Arturo Vidal Is Omnipresent

1 of 6

    As usual, Vidal was omnipresent. He is dangerous all over the field. He can play the long ball, scurry around the penalty box and shoot from afar and up close. He even wins the ball in the air.

    Vidal is our best striker, no doubt

    — Terrence Clarke (@terrenceKC) March 13, 2014

    It took three minutes for him to get his 18th goal of the season with Juventus. He has scored more than any other teammate.

    But the chances he missed also stick out. Vidal could have clinched a hat-trick in the first half alone. He missed two solid headers—one off the crossbar—following his opening goal.

Vincenzo Montella Outdoes Antonio Conte

2 of 6

    Juventus made five changes to their starting lineup. Antonio Conte likes to rotate the squad whenever he can, and he makes sure in training that every one of his players is ready to step into the first team.

    Andrea Pirlo was one of the few who did not play on the weekend and was one of the fresher midfielders in the game, slinging the ball and making tackles.

    The same quality is not available to Vincenzo Montella, but Fiorentina actually fielded six different players than the ones who featured in the starting XI against Juve on Sunday.

    But the biggest changes made by Juventus manager Antonio Conte came in attack, and Dani Osvaldo and Sebastian Giovinco just did not do enough to test Fiorentina. It was Giovinco who assisted Vidal for the first goal, but Juventus scored in the middle of mayhem, with the ball bouncing between players before landing at the feet of the Chilean.

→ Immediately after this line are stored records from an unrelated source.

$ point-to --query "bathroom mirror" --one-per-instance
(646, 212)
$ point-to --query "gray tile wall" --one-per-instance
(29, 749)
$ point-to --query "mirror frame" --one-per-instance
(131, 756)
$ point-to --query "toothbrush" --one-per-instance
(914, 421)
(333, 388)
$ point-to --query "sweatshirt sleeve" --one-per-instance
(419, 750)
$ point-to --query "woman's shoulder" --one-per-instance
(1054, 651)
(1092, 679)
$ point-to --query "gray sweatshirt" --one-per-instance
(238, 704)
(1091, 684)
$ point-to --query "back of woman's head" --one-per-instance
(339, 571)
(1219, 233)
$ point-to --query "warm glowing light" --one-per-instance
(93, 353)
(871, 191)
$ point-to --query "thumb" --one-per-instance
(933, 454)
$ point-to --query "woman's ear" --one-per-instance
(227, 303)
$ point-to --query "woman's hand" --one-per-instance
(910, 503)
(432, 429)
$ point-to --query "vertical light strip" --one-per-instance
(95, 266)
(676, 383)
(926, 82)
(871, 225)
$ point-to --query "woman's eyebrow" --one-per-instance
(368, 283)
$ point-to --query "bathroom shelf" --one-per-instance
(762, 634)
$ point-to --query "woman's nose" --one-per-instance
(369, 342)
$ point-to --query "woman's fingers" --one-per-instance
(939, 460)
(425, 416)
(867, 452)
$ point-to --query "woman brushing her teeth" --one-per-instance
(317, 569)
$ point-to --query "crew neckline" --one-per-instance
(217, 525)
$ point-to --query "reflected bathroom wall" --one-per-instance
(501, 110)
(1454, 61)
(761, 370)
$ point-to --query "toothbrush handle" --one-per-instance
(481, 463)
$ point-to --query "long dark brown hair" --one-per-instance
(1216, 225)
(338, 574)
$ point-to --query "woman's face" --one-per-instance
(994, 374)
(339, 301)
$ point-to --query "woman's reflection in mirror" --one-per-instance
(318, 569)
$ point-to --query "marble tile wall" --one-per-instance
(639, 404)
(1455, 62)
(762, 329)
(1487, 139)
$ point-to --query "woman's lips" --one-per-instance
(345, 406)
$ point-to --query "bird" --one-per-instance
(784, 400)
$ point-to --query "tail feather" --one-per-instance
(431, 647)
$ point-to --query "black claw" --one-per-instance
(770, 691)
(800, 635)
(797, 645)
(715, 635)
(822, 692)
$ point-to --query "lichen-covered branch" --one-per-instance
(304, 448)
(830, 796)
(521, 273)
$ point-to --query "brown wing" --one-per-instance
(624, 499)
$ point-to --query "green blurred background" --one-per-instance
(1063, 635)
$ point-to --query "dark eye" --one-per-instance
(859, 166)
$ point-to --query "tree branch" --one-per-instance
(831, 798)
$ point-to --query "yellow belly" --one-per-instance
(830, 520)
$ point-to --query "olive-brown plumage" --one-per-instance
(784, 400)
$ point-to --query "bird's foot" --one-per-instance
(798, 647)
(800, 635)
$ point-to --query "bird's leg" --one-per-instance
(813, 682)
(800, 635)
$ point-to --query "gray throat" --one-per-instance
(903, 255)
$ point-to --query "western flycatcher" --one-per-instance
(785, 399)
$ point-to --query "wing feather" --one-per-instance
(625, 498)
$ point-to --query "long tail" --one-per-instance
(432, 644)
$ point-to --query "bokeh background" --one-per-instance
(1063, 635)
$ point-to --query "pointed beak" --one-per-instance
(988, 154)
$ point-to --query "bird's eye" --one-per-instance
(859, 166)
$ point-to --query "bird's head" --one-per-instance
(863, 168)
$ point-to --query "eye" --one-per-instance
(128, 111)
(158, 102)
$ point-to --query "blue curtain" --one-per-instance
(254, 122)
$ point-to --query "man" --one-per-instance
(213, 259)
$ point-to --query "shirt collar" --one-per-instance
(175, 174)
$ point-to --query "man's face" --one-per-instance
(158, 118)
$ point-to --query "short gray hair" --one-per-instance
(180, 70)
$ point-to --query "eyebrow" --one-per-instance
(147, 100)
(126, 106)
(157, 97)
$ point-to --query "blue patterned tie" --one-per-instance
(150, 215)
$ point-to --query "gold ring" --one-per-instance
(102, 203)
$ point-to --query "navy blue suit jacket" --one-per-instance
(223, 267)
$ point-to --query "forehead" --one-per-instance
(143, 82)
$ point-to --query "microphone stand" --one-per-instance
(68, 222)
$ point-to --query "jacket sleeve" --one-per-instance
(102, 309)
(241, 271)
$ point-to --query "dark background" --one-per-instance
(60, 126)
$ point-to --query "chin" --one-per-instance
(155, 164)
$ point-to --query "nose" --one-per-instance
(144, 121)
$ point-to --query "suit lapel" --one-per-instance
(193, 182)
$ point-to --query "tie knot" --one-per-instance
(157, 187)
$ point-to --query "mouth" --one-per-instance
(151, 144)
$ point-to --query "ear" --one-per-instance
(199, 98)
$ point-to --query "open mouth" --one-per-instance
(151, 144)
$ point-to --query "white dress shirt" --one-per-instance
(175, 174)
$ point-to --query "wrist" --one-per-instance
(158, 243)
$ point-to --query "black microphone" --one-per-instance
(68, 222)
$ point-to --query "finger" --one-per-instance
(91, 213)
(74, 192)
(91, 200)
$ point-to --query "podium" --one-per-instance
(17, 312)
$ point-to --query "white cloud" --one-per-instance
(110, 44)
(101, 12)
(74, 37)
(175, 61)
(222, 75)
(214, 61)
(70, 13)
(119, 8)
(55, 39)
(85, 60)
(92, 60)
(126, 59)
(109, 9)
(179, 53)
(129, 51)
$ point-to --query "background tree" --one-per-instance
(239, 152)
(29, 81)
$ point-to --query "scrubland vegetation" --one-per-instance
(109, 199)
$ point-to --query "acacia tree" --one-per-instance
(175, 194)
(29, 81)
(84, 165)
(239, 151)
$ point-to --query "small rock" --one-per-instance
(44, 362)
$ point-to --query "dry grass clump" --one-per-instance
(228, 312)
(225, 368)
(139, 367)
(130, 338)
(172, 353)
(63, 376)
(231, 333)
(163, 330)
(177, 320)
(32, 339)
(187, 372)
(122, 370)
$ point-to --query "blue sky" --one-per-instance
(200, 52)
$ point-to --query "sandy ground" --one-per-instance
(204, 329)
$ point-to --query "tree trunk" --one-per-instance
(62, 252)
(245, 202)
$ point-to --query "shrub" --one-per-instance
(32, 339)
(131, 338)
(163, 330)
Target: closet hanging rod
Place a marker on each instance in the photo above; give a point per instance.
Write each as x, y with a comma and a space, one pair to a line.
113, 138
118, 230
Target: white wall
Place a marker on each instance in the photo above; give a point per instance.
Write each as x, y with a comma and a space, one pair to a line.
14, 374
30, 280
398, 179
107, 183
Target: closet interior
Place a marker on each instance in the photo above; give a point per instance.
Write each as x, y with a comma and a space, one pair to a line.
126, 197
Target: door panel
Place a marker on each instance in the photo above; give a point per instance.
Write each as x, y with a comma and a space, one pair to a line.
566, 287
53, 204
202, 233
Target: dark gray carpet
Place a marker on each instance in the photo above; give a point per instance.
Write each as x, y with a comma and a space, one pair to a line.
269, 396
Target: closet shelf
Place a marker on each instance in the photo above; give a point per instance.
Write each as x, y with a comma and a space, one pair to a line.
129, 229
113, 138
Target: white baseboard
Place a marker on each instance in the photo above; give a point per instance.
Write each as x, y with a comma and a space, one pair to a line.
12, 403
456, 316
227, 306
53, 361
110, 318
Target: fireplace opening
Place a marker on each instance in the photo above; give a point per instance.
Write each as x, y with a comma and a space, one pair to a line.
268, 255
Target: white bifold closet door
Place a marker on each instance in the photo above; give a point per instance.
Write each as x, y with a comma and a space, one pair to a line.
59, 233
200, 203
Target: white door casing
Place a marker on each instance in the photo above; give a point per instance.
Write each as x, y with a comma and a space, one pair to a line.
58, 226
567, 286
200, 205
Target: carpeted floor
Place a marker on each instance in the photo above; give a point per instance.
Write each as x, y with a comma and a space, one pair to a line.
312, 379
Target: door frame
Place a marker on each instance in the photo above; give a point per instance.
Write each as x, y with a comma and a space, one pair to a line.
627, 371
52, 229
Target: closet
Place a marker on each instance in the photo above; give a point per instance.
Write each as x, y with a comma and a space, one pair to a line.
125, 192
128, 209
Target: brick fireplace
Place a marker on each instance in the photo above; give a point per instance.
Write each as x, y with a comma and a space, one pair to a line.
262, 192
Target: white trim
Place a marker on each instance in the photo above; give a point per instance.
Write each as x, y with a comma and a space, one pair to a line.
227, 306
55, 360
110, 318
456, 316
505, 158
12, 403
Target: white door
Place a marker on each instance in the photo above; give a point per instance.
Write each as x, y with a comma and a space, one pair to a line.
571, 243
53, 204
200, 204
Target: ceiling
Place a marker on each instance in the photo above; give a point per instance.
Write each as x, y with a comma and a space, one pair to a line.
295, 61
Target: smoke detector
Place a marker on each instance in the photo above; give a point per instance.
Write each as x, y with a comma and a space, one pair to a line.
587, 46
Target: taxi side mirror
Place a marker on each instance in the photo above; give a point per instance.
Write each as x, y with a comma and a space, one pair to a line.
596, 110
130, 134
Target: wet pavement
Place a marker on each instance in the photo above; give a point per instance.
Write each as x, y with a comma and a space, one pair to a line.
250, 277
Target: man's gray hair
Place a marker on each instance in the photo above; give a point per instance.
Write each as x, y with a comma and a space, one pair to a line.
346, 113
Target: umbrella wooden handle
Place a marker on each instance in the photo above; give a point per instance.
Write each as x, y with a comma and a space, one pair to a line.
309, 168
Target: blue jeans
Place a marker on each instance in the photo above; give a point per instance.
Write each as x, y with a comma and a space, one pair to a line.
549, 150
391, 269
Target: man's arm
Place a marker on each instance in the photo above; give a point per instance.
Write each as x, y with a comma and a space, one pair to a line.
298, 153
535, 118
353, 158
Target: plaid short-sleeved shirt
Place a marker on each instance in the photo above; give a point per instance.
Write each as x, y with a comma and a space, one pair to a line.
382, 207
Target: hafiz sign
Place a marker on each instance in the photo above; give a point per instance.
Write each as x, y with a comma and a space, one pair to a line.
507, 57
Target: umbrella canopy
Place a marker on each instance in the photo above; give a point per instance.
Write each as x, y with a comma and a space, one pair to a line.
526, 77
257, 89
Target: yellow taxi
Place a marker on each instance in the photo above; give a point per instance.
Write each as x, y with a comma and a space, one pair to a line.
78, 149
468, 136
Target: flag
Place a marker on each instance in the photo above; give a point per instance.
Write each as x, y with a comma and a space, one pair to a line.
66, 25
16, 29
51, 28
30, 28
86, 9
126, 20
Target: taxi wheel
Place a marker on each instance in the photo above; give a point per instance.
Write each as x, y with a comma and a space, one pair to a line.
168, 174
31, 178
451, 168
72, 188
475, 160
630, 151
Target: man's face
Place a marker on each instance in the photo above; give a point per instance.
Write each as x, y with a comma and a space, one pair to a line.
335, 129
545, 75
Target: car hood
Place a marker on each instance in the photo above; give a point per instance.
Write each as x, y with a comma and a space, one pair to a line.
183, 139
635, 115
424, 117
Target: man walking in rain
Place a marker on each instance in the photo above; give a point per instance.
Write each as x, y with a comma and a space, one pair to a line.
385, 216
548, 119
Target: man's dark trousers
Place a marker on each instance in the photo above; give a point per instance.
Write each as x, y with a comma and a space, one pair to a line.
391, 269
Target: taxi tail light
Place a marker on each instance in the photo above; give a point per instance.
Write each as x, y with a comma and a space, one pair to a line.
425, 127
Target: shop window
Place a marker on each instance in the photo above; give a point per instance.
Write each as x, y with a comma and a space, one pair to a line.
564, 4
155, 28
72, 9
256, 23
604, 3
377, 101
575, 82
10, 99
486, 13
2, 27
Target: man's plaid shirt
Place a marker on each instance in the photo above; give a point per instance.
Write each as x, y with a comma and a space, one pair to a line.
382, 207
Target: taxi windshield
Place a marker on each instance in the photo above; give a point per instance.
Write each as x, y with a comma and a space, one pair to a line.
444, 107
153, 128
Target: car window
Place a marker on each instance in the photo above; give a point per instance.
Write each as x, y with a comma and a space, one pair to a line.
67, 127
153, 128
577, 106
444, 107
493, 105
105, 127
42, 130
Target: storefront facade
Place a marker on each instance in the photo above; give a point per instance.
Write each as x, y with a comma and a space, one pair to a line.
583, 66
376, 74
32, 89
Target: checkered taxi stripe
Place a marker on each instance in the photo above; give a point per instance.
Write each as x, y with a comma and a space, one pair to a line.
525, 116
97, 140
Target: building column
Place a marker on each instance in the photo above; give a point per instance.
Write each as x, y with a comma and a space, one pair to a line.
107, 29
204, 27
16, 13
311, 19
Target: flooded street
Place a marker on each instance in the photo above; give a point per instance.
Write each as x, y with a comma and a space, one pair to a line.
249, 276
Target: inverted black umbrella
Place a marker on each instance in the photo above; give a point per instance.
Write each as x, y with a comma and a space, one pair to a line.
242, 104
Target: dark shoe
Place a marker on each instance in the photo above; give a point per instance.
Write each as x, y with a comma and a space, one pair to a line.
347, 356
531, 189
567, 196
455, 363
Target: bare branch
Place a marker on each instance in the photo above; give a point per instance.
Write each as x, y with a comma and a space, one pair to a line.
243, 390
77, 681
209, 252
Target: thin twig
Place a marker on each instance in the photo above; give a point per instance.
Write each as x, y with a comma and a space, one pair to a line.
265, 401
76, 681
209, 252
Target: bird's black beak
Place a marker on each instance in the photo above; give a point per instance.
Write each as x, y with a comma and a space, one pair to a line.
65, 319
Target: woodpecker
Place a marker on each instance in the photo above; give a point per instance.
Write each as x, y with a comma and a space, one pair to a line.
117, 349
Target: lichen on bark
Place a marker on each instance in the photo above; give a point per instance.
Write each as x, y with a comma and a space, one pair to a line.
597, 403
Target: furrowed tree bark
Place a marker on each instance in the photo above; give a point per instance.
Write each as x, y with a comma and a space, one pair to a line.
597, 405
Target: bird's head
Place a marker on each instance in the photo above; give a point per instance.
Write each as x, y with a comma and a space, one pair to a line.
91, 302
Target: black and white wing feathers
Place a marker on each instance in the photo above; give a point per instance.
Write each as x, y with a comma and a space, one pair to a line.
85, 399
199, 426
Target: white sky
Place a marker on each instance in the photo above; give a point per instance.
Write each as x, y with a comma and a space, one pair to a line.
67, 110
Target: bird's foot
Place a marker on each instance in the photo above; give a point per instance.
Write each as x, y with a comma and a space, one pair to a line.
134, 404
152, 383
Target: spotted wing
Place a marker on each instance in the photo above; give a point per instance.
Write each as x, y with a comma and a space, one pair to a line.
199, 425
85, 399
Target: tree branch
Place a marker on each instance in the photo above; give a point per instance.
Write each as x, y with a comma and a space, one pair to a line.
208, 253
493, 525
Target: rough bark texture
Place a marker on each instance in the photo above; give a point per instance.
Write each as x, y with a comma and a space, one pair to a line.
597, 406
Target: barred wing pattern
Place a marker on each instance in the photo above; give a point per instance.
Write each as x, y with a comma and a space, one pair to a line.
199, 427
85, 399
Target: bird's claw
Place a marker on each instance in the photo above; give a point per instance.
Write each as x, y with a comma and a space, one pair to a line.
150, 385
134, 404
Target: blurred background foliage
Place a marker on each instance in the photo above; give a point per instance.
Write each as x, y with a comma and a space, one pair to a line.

Mario Gomez Finally Gets a Goal

3 of 6

    Finally, Mario Gomez scored a goal. It had been months since he last found the net—all the way at the beginning of the season in September—and he suffered through injury.

    And Gomez kept shooting after that equalizer. It was as if he finally learned the trade again. He looked unencumbered on the field for the first time in a long while. When teammate Josip Ilicic launched the ball up the field, Gomez brought it down with ease and shot a few steps later.

    The goal was one fluid motion. Perfect execution.

Juventus Were Too Passive at Home

4 of 6

    It is weird: Juventus have scored three goals against top rivals like Roma, Inter and AC Milan at home. They weren’t so ready to kill this game.

    Right after Vidal scored the opener, Fiorentina began to press forward, and Alberto Aquilani was the first to really test Gianluigi Buffon. Then Borja Valero joined, and Juventus kept backing up.

    The Bianconeri gave up more and more of the ball. Fiorentina’s midfielders began to overrun Juve. It was Montella’s substitutions who did more. Alessandro Matri and Aquilani could not penetrate Juve, who held a firm line before conceding the equalizer. So Gomez came on and scored.

    Fiorentina controlled 60 percent of the ball, as per WhoScored.com, and attempted more shots (15) than Juventus (13).

    But the league is the priority for Juventus anyway.

Chiellini Back in Action

5 of 6

    Here was Giorgio Chiellini, finally back from a thigh injury, showing his true definitions as a left-back. The 29-year-old outran Facundo Roncaglia.

    When Antonio Conte first deployed a 3-5-2 formation, Chiellini no longer played as a veritable left-back, but he can still run down the flank and cross the ball with distinction. He drew three fouls, according to WhoScored.com, and caused lots of issues for Fiorentina’s midfielders.

    Chiellini is one of the reasons why Juve spread across the pitch so successfully.

Full Support at Juventus Stadium

6 of 6

    It’s obvious that Juventus want to play in and host the Europa League final later in May, and 39,610 people attended the match. This game meant a lot.

    And maybe it had something to do with the prices.